In Girum Imus Nocte et Consumimur Igni.

We turn a circle in the night and are consumed by the fire.

Happy B’day Shalini, who could never resist a palindrome. Timeous at 25, and so pivotal to my encounter with words.

perhaps some context.

There was once a word that symbolised the long arm of human destiny. It evoked the march of unfurling aeons and impetous eras;  the cosmic harmony that enables all our sorry existences. In good time, all things are done.

Sophocles, long ago, heard it upon the Aegean, and it brought to his mind the turbid ebb and flow of human misery

Timeous, with the timbre to suit hefty import, was a majestic ship; leisurely in wrath and generous in her wake. She is now arch. in dictionaries, that graveyard of brave lingo. Men sank her when they dismissed things that happened in their own good time and began to expect them to happen in their good time. Substituted by her timely cousin, the word was divorced from meaning and left the quiet death of redundancy.

I was glad to have the chance to take her on a small run.

Words, used timeously, that have complementary timely and timeless import.

A Period is a connected series of events and their ultimate resolution, so far as is historically determinable. It is a full historical argument, as well as a chronological category. The Reformation is a period.

A Cycle is a series of similar periods, usually leading up to some dramatic upheaval in the society concerned. Cycles can operate both within and across periods. Their influence, similarly, can migrate outside the populations they afflict. Entire political societies experiencing the same cycle at any given date is unlikely. Cycles are the photons of time: visible only long post origin. Revolutions are a cycle in history.

An Epoch is the beginning of a period or a Life. The Epoch of Shalini began in 1985.

An Era is the outcome of interwoven cycles and periods over a defined chronology. Modernity is an era.
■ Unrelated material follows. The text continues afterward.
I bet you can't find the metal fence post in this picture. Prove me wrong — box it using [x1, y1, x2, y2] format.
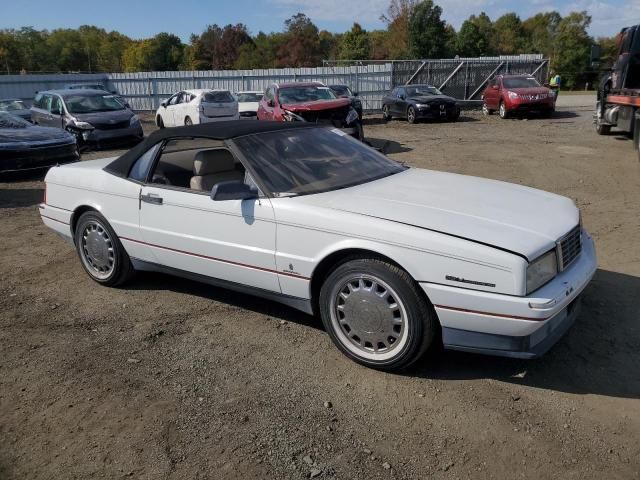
[151, 77, 158, 110]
An Aeon is an unmeasurable length of time. Humanity is a bane for the aeons.

*****

A List for Today

Logos, Tarot Eight.

Some European Words.

  1. Gotterdammerung (German): Complete destruction of an institution, regime, or order.
  2. Schwarmerei (German): A vague, uncertain yearning. What is in English a velleity.
  3. Sprezzatura (Italian): The art of doing everything gracefully and effortlessly.
  4. Feuilleton (French): A discursive, personal exploration of a theme. Often light-spirited, and spun around a single detail, like a piece of grit that transforms into a pearl.
  5. Wildwuchs (German): Wildfire growth.
  6. Totenfresserei (German): Feeding on the dead.